As disaster historian Scott Knowles once said: “After disaster we feel compelled to learn something. That’s sensible. So then, why do we learn so little?” There are a number of important lessons we could and should learn from these events. I am a specialist in the history of electricity, and my personal story illustrates one of the lessons we could learn from the blackouts that attend these disasters.I do not live in an evacuation zone, so I stayed home as the storm descended. After the power went out, we still hit switches as we wandered between dim rooms. It was a reflex. We joked about it.

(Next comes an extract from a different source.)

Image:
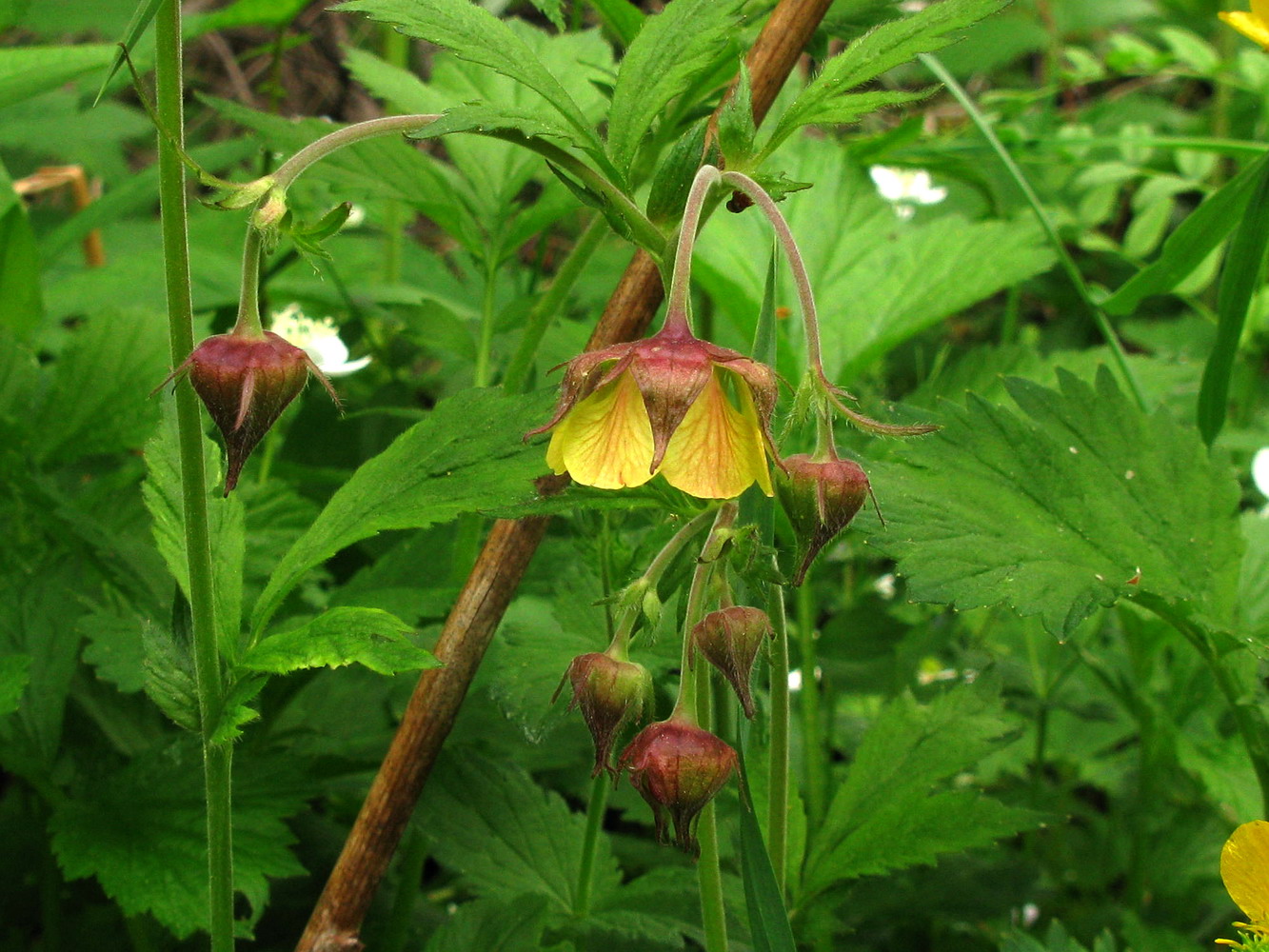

My family was prepared for a few days without power. It felt like camping. We rationed our water and ate junk food. Once it was safe to venture outside, we were heartened to find what Fred Rogers called “the helpers.” A food truck opened, and one friend saw someone pay with a hundred-dollar bill so that the proprietors could feed anyone who needed a meal. Acquaintances showed up with chainsaws and helped one another clear trees from the road. In the parts of my city that were not impassably flooded, we all walked around to assess the damage and to be kind when we could be.

As more time passes without power, the heat becomes more dangerous for elderly people, people with serious illnesses, and pets. We feel helpless, angry. The sense of community might dwindle. We still hit our functionless switches as we walked around our homes. This mindless behavior reminds me of how historian Paul N. Edwards defined infrastructures like our power grid: they are “largely responsible for … the feeling that things work, and will go on working, without the need for thought or action on the part of users beyond paying the monthly bills.” We take these systems for granted until they fail. When the power goes out, we realize how it shapes our lives. We also realize how much work it takes to keep the power on.

On Monday morning, as friends and I meandered through the city, electricians arrived wearing reflective vests and serious expressions. They started making repairs. These are the maintainers who keep these systems running invisibly when there is no disaster. Most Americans only pay attention to them on weeks like this one. And these technicians are only a small part of the network that keeps our networks operational: unseen are the dispatchers, the fleet managers, the mechanics who keep the fleets in-tact, people taking calls and keeping websites from crashing, and so forth. It is a complicated, constant undertaking to keep infrastructures working or to bring them back online after they fail.

Blackouts demonstrate how much we rely on electricity—and on one another. We need to touch base with loved ones. We want to make sure our neighbors are safe. We realize that our lives are shaped by people we may not know, who will work through the night so that we can cool and light our homes.

Once the power comes back on, if our homes are relatively undamaged, the most fortunate among us retreat into old ways. Everything is atomized again, from the hyper-targeted ads on our Facebook pages to the eerily specific recommendations that Netflix makes. While we still reel from the effects of Hurricanes Harvey and Irma, before we slide back into these habits, I hope that we can acknowledge the significance of our often-invisible inter-reliance. Much-needed donations to charitable organizations honor that interrelationship, but we can do more. We can challenge ourselves to pay attention to our dependencies, even when our infrastructures are designed to help us forget them.

In American culture, the word dependence carries negative connotations. Many use it derisively to describe impoverished or disabled people, as if upper-class and able-bodied people survive entirely on their own, without the strength conferred by social ties and without the maintainers who keep our sociotechnical systems working. Shattering that myth might change the way we understand disasters—and the way we understand ourselves and one another in the calm moments, after those disasters are too-quickly forgotten.

As we rebuild, we should recognize that we will never create infrastructures that will make us invulnerable, but that we can change the way we think about these systems. The power grid does not have to confer the false sense of consumerist security that Edwards described. As I discuss in my book, Power Lines, people build and maintain these systems, and people can change the way they work and the way users interact with them.